TALLAHASSEE, Fla. – The Florida House has approved legislation that would revamp and improve the state’s unemployment system, but the two chambers are still far apart on increasing benefits for the unemployed.
The issue will be hotly debated in the days ahead.
The House’s unemployment reform bill focuses on improving the efficiency and capacity of the failed state’s unemployment system, which for months has been plagued by complaints and technical woes.
“So right, wrong or indifferent, the amount and the duration of benefits is not what this very good infrastructure bill is about,” State Rep. Chip LaMarca, the House sponsor, said. “This bill fixes a broken system.”
Democrats had hoped the legislation would go further.

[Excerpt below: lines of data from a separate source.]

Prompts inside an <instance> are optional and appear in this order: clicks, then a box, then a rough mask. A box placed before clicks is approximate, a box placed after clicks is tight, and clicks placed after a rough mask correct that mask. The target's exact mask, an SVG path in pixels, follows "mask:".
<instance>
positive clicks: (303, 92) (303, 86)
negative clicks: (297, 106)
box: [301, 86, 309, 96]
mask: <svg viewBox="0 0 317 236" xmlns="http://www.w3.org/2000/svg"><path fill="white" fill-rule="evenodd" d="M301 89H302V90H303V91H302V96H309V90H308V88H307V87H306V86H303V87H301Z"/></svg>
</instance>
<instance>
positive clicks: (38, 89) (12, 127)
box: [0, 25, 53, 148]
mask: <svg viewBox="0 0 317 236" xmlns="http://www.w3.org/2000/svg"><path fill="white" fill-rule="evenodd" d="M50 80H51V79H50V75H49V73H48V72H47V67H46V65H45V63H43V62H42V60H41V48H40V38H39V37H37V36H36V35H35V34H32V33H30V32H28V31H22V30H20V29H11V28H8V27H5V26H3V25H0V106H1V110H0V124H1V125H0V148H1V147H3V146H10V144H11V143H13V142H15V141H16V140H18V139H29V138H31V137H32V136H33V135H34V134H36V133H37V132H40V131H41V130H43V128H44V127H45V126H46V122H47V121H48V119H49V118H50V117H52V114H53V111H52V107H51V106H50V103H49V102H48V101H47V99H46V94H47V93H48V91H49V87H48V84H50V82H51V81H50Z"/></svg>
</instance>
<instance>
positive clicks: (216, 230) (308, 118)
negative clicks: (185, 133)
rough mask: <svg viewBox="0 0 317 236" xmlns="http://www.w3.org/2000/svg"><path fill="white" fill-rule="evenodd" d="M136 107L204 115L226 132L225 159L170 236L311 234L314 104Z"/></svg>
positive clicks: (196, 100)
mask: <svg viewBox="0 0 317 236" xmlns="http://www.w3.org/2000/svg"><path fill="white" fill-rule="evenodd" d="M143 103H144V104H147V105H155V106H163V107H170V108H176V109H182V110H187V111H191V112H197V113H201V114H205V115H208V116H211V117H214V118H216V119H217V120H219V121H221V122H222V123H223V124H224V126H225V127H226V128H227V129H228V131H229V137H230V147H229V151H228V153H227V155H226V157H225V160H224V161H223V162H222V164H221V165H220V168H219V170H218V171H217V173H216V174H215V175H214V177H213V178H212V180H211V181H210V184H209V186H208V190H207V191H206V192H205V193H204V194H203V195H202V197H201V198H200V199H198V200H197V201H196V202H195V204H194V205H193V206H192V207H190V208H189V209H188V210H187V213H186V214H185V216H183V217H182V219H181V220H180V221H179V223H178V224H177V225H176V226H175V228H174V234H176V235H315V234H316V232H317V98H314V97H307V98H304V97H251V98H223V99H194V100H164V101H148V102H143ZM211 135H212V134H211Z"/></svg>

“Our benefits are too low,” State Rep. Omari Hardy said. “You can’t get them for long enough.”
Florida’s unemployment benefits rank among the lowest in the nation, with only three state’s offering a smaller maximum weekly payment. Across the Capitol, the Senate is pushing a proposal to raise max weekly benefits from $275 to $375.
The Senate also wants to add two additional weeks of payments for unemployment benefit recipients.
“Well, the last time we addressed this issue was probably 20 years ago,” State Rep. Jason Brodeur said. “And since then, we’ve seen the cost of homes and the cost of living and the cost of really everything rise.”
Negotiations between the two chambers are ongoing, but LaMarca said his bill and increasing benefits are separate issues.
“I think there’s a fair amount of folks I can speak for, a fair amount of Republicans that have talked about it, and if it comes over here, I’m sure we’ll have that conversation,” he said. “This just was not the vehicle for it.”
The Senate sponsor is hopeful a deal can be worked out, even if it doesn’t go as far as he would like.
“That’s either the amount of money you get or the length of time that you get it and there’s some real discussion going on about what those calculations look like, how you do them and what is fair,” Brodeur said.
Even if the chambers come to an agreement on benefits, Gov. Ron DeSantis has said he doesn’t support the idea and would rather focus on getting Floridians back to work.